Speed dblink using alternate libpq tuple storage

From: Greg Smith <greg(at)2ndQuadrant(dot)com>
To: pgsql-hackers(at)postgresql(dot)org
Subject: Speed dblink using alternate libpq tuple storage
Date: 2012-01-14 04:55:47
Message-ID: 4F110AD3.2090607@2ndQuadrant.com
Views: Raw Message | Whole Thread | Download mbox | Resend email
Thread:
Lists: pgsql-hackers

One patch that fell off the truck during a turn in the November
CommitFest was "Allow substitute allocators for PGresult". Re-reading
the whole thing again, it actually turned into a rather different
submission in the middle, and I know I didn't follow that shift
correctly then. I'm replying to its thread but have changed the subject
to reflect that change. From a procedural point of view, I don't feel
right kicking this back to its author on a Friday night when the
deadline for resubmitting it would be Sunday. Instead I've refreshed
the patch myself and am adding it to the January CommitFest. The new
patch is a single file; it's easy enough to split out the dblink changes
if someone wants to work with the pieces separately.

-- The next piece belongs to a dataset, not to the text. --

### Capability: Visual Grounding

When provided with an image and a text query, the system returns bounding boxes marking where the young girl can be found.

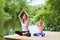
[34,19,45,36]
[15,10,31,37]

After my meta-review I think we should get another reviewer familiar
with using dblink to look at this next. This is fundamentally a
performance patch now. Some results and benchmarking code were
submitted along with it; the other issues are moot if those aren't
reproducible. The secondary goal for a new review here is to provide
another opinion on the naming issues and abstraction concerns raised so far.

To clear out the original line of thinking, this is not a replacement
low-level storage allocator anymore. The idea of using such a mechanism
to help catch memory leaks has also been dropped.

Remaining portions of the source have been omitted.